Method 2: A single Directory
The second method use a single directory (and second index Directory
if you want to query edge incoming or outgoing from a given vertex).
It rely on EAV pattern.
The Directory schema looks like the following:
Key(pack(Entity, Attribute)) → Value(pack(Value))
That is the key part is stuffed with Entity
which is a fancy way to say “unique identifier” and Attribute
which is a way to say “field” or “property” and Value contains the value associated to that Attribute
for the given Entity
. For instance:
Key(pack(('P4X432', 'name'))) → Value('amirouche')

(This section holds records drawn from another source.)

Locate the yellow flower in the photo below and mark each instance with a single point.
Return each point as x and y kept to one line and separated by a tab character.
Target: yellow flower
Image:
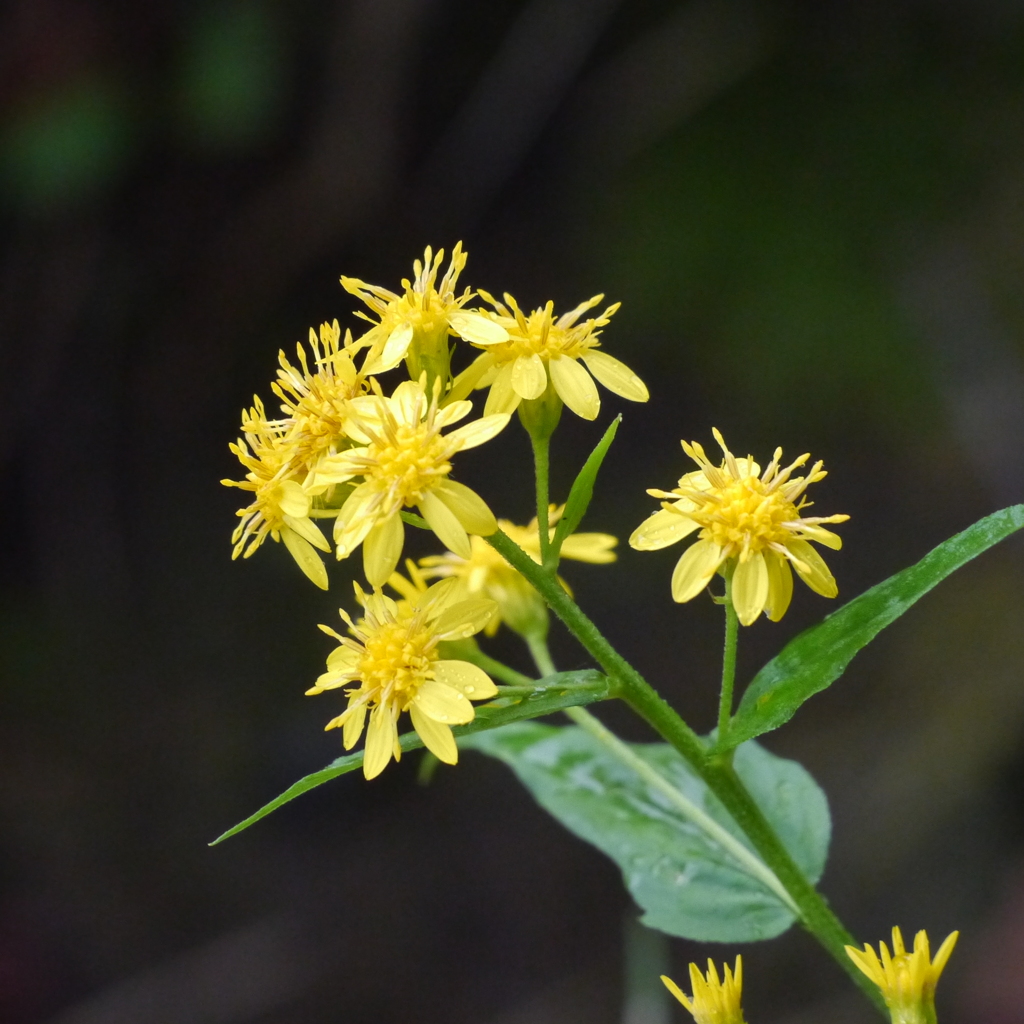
393	659
541	351
416	325
402	461
750	518
519	606
714	1001
315	403
281	509
907	980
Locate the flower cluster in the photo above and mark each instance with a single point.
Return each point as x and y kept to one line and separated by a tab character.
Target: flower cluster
391	664
715	1000
347	448
906	980
485	572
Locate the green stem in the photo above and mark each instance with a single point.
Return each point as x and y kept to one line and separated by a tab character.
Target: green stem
497	669
717	772
728	667
541	653
542	448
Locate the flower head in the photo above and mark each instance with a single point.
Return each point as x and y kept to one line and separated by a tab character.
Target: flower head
540	351
390	665
485	572
315	401
416	325
402	460
280	508
714	1001
907	980
749	520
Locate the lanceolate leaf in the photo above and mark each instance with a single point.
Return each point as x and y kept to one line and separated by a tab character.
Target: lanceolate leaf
819	655
583	486
566	689
687	883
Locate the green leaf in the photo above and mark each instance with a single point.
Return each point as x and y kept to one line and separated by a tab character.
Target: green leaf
566	689
583	487
685	882
414	520
819	655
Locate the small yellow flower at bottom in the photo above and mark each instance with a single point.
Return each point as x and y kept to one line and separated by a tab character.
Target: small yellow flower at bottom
280	508
404	461
907	980
714	1001
486	573
393	659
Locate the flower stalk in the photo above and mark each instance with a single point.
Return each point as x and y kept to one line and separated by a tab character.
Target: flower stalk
728	668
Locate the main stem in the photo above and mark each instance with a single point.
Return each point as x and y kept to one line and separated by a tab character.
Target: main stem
542	446
719	775
728	666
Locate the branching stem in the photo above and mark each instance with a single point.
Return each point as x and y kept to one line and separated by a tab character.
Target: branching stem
728	668
717	772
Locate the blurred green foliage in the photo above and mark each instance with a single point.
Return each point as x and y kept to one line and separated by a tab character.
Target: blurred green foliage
230	78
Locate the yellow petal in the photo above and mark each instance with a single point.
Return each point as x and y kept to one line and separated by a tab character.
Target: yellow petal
439	596
779	586
380	741
342	659
820	536
574	387
445	524
943	953
436	736
453	412
750	588
816	576
694	569
354	521
593	548
466	678
660	529
528	377
502	396
443	704
469	508
479	431
382	549
408	402
352	728
615	376
305	557
477	328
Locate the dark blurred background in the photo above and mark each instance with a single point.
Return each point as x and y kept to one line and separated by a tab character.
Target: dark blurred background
813	214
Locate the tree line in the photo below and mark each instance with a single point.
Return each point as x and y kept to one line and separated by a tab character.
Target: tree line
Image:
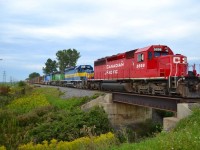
65	58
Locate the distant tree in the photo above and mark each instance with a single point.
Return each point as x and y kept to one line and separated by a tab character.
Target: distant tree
50	66
67	58
33	75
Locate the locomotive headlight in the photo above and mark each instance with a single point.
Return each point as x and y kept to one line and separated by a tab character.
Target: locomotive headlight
176	60
184	59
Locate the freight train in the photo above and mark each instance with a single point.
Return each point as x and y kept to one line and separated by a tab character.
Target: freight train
154	70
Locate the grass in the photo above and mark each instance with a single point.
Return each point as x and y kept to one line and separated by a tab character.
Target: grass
42	115
184	137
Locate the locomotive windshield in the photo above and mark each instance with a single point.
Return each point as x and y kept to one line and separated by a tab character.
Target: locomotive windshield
161	53
85	68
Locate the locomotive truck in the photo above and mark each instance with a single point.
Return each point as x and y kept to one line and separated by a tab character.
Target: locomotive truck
154	70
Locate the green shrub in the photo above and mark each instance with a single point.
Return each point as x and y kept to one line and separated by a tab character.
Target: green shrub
66	125
102	142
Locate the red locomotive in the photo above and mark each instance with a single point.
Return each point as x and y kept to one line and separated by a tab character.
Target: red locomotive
151	70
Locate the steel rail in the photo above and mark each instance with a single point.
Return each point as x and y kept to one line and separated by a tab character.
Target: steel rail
157	102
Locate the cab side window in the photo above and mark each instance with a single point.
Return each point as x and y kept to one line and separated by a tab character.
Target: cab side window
140	57
150	55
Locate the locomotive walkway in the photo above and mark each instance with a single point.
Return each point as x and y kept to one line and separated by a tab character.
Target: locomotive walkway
157	102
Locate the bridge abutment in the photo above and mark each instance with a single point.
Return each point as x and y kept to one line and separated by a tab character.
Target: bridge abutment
120	114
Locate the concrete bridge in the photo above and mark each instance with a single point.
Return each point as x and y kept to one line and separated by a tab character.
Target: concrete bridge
122	114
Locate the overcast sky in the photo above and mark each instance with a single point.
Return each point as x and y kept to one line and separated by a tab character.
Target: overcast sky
31	31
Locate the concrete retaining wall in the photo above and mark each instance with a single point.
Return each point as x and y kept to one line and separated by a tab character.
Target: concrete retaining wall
119	113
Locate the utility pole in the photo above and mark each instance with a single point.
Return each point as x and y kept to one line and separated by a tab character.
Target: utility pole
4	77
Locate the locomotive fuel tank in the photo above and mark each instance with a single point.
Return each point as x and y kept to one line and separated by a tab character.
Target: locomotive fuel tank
116	86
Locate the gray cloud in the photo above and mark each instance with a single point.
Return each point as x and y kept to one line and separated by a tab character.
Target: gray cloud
36	29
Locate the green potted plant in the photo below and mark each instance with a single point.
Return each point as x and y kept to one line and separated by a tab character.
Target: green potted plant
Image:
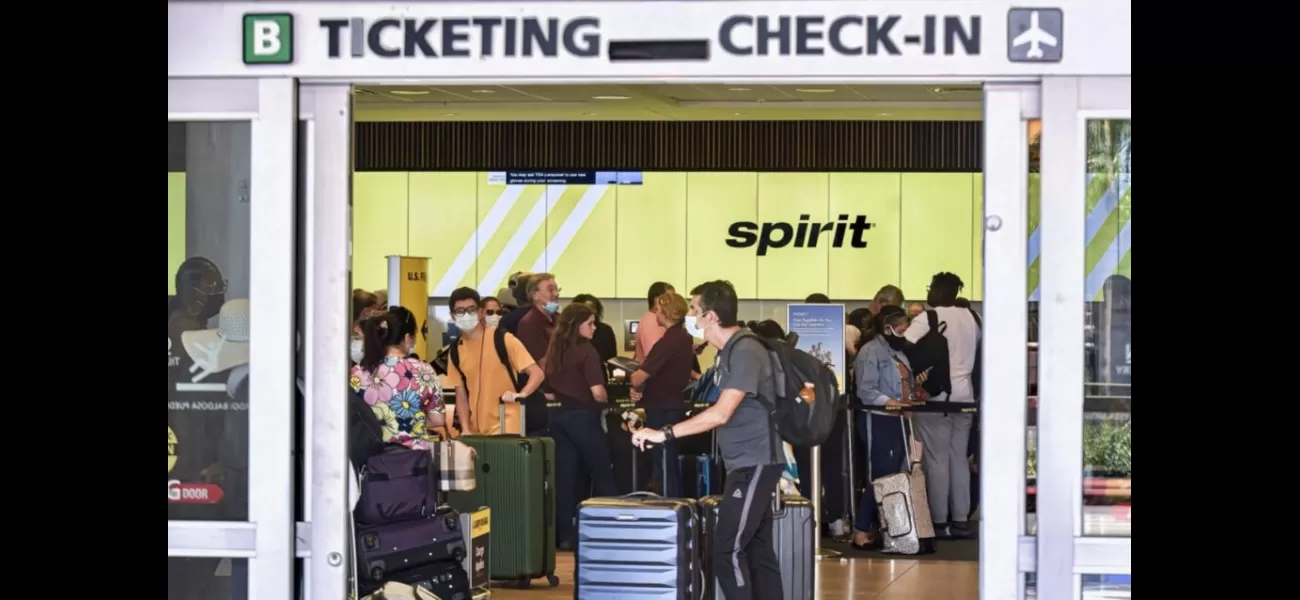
1108	450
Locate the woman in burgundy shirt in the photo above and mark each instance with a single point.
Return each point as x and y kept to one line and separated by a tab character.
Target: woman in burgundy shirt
576	378
658	385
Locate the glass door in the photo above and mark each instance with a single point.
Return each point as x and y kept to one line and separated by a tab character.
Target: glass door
230	196
1084	411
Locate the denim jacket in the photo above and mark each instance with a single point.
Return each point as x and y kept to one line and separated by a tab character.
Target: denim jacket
878	373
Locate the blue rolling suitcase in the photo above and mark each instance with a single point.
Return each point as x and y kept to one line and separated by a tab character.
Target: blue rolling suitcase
638	546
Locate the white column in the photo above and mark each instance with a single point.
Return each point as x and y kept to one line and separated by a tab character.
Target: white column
328	259
271	405
1060	426
1002	409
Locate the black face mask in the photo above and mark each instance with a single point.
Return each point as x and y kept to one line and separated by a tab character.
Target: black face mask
897	342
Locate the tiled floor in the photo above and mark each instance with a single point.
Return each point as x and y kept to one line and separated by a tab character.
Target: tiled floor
875	579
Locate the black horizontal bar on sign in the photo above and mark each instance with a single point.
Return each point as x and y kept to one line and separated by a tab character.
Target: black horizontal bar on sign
671	146
659	50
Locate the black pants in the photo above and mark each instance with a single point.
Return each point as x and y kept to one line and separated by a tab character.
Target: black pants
579	444
833	478
744	557
666	459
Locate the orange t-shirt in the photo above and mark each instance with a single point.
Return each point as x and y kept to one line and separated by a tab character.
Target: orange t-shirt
486	379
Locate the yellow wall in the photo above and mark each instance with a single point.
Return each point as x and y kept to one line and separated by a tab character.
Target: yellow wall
615	240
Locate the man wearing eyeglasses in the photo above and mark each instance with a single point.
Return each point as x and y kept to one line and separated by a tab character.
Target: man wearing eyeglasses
484	365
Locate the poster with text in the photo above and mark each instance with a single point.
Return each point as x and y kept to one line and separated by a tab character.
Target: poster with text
820	330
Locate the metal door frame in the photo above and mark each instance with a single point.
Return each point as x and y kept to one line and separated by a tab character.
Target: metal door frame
1064	553
267	538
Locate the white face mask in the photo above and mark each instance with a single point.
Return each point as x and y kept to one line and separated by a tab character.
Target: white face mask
466	322
693	327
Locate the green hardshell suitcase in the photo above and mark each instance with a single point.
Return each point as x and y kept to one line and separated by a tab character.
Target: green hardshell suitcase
516	478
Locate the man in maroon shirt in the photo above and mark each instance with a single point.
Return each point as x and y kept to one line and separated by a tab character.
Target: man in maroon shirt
534	331
658	385
538	324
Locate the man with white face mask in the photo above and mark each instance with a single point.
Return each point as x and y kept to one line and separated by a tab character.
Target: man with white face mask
484	365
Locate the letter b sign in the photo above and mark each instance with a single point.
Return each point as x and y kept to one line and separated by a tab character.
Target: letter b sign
268	39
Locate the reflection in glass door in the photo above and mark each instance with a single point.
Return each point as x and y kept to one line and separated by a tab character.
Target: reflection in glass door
229	517
1084	427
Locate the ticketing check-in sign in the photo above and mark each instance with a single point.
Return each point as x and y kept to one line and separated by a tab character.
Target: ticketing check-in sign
662	40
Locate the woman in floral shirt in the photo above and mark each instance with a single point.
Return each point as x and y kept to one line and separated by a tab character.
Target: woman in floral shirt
403	391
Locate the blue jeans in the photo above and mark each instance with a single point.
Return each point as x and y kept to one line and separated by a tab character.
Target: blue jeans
883	439
579	444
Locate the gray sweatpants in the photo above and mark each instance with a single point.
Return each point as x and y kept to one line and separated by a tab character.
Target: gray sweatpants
948	474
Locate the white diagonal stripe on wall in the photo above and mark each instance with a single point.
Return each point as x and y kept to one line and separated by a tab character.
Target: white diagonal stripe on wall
486	229
519	240
570	227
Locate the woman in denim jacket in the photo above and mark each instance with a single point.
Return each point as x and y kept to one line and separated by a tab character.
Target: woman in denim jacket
884	379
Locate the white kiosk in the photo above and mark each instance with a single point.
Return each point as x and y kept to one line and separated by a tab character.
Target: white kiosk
272	64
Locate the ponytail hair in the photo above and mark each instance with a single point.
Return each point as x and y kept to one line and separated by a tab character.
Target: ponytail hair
384	331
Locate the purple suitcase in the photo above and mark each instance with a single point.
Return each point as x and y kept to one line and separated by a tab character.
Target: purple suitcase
398	485
385	550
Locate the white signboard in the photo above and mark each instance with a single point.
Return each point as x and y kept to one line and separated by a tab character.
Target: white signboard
662	40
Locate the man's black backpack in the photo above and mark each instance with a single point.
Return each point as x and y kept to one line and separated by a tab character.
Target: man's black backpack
534	405
931	352
801	420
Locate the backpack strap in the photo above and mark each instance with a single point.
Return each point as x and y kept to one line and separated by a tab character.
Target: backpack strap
503	356
454	356
978	373
935	325
778	447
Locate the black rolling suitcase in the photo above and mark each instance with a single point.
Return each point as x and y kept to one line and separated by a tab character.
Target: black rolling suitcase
638	546
792	538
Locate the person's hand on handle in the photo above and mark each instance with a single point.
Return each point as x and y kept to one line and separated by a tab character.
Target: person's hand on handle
646	437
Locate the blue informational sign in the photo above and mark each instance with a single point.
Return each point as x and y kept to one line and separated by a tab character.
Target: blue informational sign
820	327
564	178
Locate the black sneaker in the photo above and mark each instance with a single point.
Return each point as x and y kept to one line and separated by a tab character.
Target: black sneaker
960	530
941	531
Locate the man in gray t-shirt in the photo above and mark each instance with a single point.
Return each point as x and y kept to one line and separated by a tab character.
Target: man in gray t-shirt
744	557
746	438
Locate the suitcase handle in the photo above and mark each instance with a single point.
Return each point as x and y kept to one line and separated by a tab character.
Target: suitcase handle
521	416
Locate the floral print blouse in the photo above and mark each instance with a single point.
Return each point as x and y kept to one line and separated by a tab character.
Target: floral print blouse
401	391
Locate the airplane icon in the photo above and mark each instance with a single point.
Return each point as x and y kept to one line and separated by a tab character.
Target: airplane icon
1035	37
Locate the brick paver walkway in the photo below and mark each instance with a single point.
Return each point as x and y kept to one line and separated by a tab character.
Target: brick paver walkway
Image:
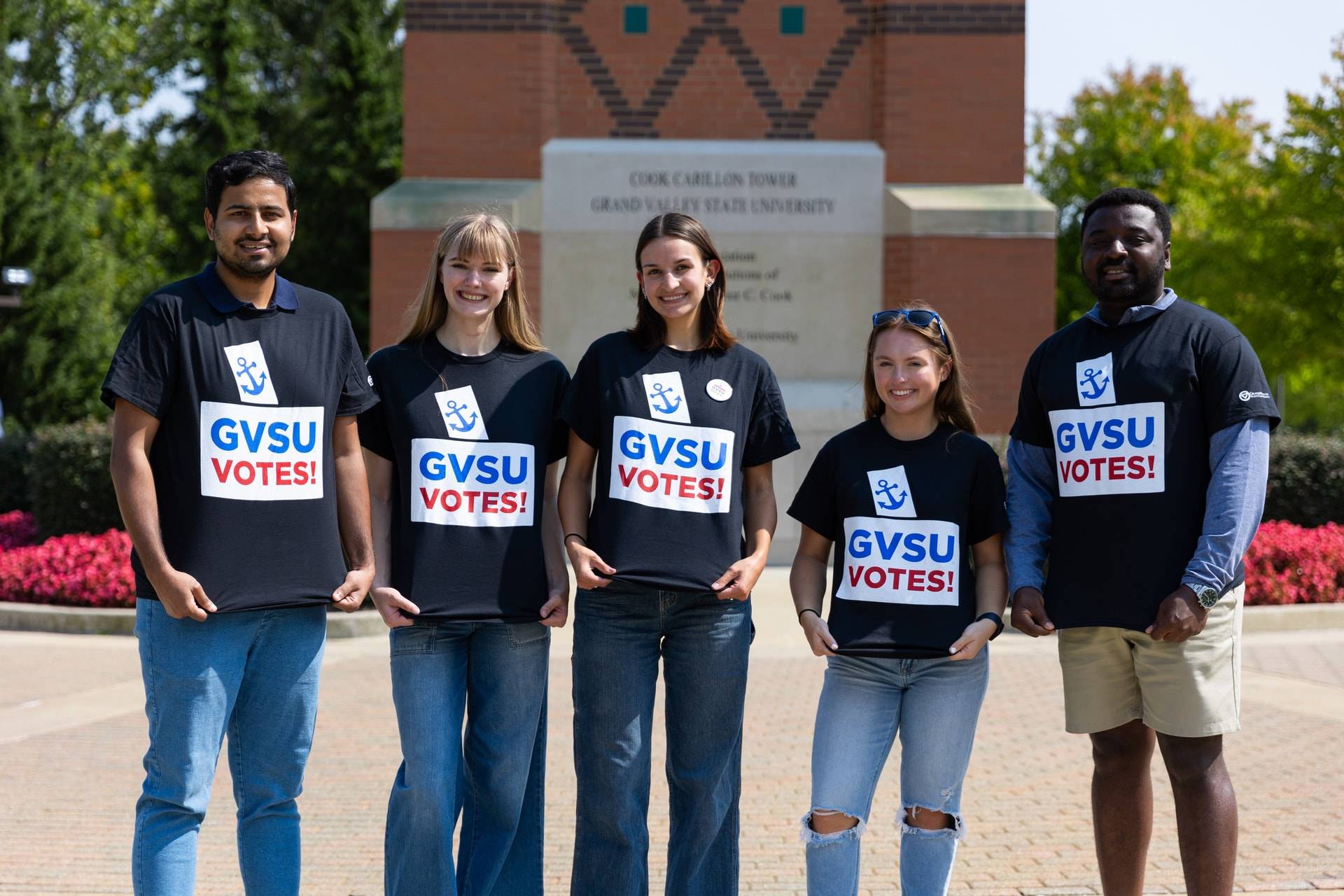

Key(pack(('P4X432', 'age'))) → Value(33)
Since the Key is unique in a given Directory
there is a single entry that contains P4X432
, "name"
and 'amirouche'
.
Since, FDB can quickly query entries that have the same prefix through range queries you can quickly build the following document from the above database description:
p4x432 = dict(
name='amirouche',
age=33
)
That Directory builds a layer in FDB parlance or abstraction if you prefer. A document store layer. On top of that layer you can build different kinds of documents one that have kind
property as vertex
and ones that have kind
property as edge
.
To be able to query for incoming and outgoings edges, you must build another directory (again repeating the same information that in the first table). And shuffle the (key, vaue)
pair to look like:
Key(pack(Attribute, Value)) → Value(Entity)
That way if you do a range query over pack((
‘start’, 'P4X432'))
you will know what entities have P4X432
has start
property. Otherwise said, what starts at P4X432
then you can get SOME-EDGE-IDENTIFIER
and re-use the previous Directory to retrieve the document representing SOME-EDGE-IDENTIFIER
.
Conclusion
The EAV pattern (method 2) is easier to grasp I think. I did not fully explain how to create the second Directory in the method 2. Let me know if it works for you.
If you are not confortable with Subspace
and Directory
just use come up with something that works tuple.pack
and tuple.unpack
and come back to Subspace
when you have better understanding of how FDB works.